Roger swept on. ‘No, I’m not forgetting judgement. But we’re too inclined to talk about judgement when we mean the ability to agree with everyone. That’s death. Let’s have a look at what this man has really done. He’s stated a case — pretty roughly, that I’ll grant you: he hasn’t taken the meaning out of everything he said, which is another gift we tend to over-value. In one or two places he’s overstated his case. That I accept, and it’s a fault you’re always going to find in sincere and passionate men. But still, the major points in his book are substantially true. What is more, everyone in this room, and almost everyone competent to express an opinion, knows they are substantially true.’

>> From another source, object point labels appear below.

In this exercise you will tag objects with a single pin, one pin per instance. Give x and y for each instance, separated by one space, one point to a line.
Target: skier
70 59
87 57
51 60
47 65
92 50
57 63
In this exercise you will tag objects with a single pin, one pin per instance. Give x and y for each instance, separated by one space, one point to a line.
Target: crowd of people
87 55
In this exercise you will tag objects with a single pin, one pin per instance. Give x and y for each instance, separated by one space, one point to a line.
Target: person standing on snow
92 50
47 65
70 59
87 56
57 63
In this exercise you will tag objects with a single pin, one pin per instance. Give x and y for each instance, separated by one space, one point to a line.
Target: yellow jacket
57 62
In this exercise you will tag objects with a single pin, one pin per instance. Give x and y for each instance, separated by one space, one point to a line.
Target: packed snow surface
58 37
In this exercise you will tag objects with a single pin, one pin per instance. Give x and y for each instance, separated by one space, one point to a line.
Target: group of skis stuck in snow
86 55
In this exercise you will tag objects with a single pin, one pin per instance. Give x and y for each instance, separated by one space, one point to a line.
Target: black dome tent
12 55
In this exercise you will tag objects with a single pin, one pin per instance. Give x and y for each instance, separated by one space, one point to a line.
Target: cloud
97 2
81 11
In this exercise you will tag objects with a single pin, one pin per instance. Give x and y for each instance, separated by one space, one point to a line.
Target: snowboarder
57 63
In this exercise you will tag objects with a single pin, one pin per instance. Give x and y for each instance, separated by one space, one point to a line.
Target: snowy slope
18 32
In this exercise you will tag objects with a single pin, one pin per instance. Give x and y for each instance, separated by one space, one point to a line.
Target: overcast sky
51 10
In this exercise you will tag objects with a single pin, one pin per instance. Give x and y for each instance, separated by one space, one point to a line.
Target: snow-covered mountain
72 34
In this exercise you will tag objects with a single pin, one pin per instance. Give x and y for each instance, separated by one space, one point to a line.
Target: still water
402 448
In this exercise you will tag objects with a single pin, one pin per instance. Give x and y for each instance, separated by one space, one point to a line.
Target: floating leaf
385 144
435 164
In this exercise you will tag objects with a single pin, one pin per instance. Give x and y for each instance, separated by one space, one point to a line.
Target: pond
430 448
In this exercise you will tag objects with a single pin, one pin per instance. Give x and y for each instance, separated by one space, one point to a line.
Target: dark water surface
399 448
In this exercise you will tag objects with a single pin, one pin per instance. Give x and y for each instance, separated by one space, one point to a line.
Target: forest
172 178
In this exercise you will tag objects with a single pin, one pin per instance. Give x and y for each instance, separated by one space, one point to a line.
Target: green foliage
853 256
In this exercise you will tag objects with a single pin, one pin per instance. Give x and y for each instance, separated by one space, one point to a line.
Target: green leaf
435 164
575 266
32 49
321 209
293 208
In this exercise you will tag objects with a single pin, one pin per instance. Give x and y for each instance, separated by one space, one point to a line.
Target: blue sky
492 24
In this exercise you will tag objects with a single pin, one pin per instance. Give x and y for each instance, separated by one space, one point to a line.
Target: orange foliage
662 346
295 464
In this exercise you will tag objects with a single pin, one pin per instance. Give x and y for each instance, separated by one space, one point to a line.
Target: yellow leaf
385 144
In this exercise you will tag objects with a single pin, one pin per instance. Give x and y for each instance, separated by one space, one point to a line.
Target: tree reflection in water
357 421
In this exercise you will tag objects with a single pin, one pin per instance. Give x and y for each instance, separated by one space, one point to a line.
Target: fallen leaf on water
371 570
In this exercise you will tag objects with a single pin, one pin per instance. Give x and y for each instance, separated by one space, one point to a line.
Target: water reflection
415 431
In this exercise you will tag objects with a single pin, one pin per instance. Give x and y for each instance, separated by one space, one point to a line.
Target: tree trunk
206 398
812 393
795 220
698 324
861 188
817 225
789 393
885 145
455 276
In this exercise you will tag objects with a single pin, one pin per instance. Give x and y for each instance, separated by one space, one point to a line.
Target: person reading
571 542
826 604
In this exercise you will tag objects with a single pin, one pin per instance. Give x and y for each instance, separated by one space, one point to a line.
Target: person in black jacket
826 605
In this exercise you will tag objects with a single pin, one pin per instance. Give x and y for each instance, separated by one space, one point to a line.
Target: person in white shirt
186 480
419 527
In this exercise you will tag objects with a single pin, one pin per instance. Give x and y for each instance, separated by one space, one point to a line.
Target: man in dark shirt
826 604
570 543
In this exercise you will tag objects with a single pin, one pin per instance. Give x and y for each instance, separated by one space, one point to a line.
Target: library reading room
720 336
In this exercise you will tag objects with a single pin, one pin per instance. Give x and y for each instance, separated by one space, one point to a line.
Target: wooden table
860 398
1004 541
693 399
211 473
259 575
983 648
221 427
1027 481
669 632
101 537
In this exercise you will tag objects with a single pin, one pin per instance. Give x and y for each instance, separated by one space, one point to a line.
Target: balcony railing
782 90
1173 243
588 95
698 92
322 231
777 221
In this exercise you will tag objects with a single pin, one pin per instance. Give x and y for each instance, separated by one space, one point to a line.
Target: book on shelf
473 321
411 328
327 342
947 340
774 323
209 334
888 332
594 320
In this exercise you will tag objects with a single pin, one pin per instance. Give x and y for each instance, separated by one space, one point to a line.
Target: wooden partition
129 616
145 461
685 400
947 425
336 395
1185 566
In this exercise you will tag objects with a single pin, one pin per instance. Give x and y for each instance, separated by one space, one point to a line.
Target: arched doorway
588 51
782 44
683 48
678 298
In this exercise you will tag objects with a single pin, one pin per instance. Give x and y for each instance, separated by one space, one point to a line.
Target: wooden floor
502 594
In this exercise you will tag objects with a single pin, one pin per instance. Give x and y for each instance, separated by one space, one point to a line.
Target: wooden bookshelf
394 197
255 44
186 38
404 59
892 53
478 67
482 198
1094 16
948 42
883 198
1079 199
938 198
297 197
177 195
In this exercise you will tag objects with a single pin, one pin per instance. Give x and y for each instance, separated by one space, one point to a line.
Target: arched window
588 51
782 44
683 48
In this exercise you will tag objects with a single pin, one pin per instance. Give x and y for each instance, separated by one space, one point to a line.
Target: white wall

‘I can’t agree,’ said Collingwood.
‘You know it. You may disagree with the attitudes, but you know the points are true. That’s why you’re all so angry. These things are true. The sin this man has committed is to say them. It’s quite all right for people like us to know these things. But it’s quite wrong for anyone to say them — outside our charmed circle. Aren’t we all coming to take that for granted more and more? Isn’t it becoming much more desirable to observe the etiquette rather than tell the truth? I don’t know whether it frightens you, but it certainly frightens me. Politics is too serious a business to be played like a private game at a private party. In the next ten years, it’s going to be more serious than anything we’ve ever imagined. That’s why we need every man who’s got the spine enough to say what he really thinks. That’s why we need this man you’re all so bitter about. That’s why—’ he finished, in a conversational tone, speaking to Collingwood — ‘if there is any question of his being pushed out, I shouldn’t be able to sit quietly by.’